Admittedly, they’re flying a bit blind here, as there’s little, if any, direct guidance in scripture on transgender identity. It just wasn’t a thing back then. There’s no explicit guidance in the Bible about dealing with the Internet, space travel, or viruses, either, but Mike Huckabee isn’t making offensive jokes at their expense.
Christians have to learn to adapt to cultural change in a way that goes beyond “no.” We live in a changing world. That’s what it means to be human, living in time. We need to deal with it.
We don’t have to say, behold, God is doing a new thing! Things change. That’s all. You can say that God is eternal and unchanging, but there’s approximately zero evidence from scripture to say that God is not adaptable, and certainly none that says humans should be inflexible, either.
Transgender people aren’t going away just because some church leaders declare gender reassignment a sin. For one thing, nobody listens to religious leaders anymore, and, as we’ve seen, sexual identity may go deep, but it cannot touch the full depths or reality of human nature.
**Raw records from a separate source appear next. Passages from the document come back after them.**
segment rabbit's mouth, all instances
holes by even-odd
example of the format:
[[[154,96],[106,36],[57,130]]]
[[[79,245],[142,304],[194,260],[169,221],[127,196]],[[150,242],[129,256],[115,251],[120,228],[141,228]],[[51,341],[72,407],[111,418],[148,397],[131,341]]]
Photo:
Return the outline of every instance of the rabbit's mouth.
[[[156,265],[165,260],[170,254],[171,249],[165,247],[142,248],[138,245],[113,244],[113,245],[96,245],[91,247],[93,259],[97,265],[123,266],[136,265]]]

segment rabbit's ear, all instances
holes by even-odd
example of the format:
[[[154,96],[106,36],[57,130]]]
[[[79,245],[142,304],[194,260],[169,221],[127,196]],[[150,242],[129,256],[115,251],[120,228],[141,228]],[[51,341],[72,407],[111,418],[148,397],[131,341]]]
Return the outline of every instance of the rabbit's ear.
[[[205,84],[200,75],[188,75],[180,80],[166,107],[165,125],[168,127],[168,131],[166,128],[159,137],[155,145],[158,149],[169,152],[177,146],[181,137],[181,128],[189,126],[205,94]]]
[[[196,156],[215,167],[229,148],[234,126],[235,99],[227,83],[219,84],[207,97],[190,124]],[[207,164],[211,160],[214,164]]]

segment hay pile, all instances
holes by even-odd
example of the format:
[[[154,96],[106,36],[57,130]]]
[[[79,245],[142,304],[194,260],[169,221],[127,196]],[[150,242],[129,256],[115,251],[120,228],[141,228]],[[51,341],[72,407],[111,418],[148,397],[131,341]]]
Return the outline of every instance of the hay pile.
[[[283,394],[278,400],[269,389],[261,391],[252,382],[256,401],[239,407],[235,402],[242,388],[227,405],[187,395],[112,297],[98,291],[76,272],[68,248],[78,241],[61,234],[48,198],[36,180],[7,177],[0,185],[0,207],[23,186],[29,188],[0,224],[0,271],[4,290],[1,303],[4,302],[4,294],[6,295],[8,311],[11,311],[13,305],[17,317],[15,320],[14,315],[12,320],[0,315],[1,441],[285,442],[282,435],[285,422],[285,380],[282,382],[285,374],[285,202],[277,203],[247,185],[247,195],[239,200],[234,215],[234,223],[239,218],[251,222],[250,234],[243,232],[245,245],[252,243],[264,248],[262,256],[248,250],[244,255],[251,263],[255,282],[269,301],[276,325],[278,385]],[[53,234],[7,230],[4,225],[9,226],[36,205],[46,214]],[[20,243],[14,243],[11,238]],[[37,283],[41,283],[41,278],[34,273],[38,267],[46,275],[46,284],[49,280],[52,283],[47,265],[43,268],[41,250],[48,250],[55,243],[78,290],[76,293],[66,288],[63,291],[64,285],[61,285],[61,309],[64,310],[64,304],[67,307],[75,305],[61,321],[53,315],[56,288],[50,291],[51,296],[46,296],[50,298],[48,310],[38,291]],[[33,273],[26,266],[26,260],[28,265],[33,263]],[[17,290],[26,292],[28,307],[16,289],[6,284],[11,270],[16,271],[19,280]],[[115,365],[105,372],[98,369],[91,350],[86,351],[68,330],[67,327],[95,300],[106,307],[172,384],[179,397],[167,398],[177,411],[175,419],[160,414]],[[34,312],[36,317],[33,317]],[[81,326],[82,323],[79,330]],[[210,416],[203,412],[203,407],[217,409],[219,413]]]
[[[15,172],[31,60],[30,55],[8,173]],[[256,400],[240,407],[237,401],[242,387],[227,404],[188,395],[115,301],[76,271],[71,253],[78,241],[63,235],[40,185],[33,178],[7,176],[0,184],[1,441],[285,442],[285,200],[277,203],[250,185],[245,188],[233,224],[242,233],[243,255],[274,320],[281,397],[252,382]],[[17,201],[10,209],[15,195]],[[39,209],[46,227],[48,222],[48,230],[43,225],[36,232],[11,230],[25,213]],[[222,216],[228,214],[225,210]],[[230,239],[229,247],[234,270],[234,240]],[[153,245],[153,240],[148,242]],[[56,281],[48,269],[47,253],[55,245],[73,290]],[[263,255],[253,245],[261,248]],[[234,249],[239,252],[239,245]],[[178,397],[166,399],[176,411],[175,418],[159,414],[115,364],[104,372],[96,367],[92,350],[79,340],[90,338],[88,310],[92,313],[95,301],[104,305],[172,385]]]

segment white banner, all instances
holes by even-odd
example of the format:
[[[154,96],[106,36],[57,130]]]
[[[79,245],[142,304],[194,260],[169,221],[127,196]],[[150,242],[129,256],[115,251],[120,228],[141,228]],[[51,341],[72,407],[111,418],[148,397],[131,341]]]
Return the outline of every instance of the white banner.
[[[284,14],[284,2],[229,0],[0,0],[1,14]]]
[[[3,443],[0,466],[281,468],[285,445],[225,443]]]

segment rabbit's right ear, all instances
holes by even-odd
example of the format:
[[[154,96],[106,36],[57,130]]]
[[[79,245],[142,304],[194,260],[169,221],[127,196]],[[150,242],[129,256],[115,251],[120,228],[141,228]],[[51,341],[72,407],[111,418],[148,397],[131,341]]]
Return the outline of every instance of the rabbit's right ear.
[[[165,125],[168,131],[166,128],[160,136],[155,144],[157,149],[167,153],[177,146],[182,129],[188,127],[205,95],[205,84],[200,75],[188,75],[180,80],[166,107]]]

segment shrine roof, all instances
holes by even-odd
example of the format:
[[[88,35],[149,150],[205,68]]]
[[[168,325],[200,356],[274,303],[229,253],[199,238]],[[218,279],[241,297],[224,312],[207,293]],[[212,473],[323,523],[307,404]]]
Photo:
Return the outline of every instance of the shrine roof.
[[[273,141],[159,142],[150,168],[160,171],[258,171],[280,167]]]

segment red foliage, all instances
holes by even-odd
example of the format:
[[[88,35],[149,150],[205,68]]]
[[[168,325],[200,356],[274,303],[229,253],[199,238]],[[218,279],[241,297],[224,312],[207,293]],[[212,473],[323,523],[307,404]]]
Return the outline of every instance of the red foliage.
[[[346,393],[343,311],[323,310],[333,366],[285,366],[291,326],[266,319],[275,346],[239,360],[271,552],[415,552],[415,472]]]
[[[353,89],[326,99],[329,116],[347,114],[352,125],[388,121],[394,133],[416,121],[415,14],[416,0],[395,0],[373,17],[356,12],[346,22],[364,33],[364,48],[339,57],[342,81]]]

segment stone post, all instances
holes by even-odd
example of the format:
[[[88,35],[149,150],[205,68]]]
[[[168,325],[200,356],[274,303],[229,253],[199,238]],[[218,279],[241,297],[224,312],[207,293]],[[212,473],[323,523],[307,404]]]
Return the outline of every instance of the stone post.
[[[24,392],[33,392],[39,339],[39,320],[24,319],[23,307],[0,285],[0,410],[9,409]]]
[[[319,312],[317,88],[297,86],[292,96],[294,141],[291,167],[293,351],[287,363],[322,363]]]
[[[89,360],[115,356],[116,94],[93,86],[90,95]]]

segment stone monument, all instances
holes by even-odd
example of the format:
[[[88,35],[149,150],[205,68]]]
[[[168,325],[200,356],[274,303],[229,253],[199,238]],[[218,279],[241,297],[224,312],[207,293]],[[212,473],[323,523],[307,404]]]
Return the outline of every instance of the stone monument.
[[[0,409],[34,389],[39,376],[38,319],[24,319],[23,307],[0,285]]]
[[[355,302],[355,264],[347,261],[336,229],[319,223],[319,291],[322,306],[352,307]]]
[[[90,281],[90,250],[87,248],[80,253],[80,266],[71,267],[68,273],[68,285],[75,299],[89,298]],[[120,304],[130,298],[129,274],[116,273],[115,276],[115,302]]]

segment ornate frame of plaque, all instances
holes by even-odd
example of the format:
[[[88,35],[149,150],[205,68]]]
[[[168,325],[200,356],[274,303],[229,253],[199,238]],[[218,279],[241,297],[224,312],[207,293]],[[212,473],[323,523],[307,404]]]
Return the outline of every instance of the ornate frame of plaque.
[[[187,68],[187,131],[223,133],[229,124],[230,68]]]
There are always going to be people who don’t fit into the perfect sexual role, no matter how tight the church laces the girdle for them. There are always going to be scared, confused, something-less-than-acceptable people needing Jesus.
Christians need to learn to deal with such folks, as a matter of justice, and because some day, they might be us.
The life of faith, some Christians might argue, is the slow unfolding and recovery of “who we were designed to be,” as Moore says. If that’s the business followers of Jesus are meant to be about, how can we judge trans people who are only doing the same thing and in some ways on level far more profound than most of us will ever reach?
You can call Caitlyn Jenner sick and delusional if you like.
Call her Bruce, if you want to be an asshole.
I’ll call her a pilgrim on the way, just like me.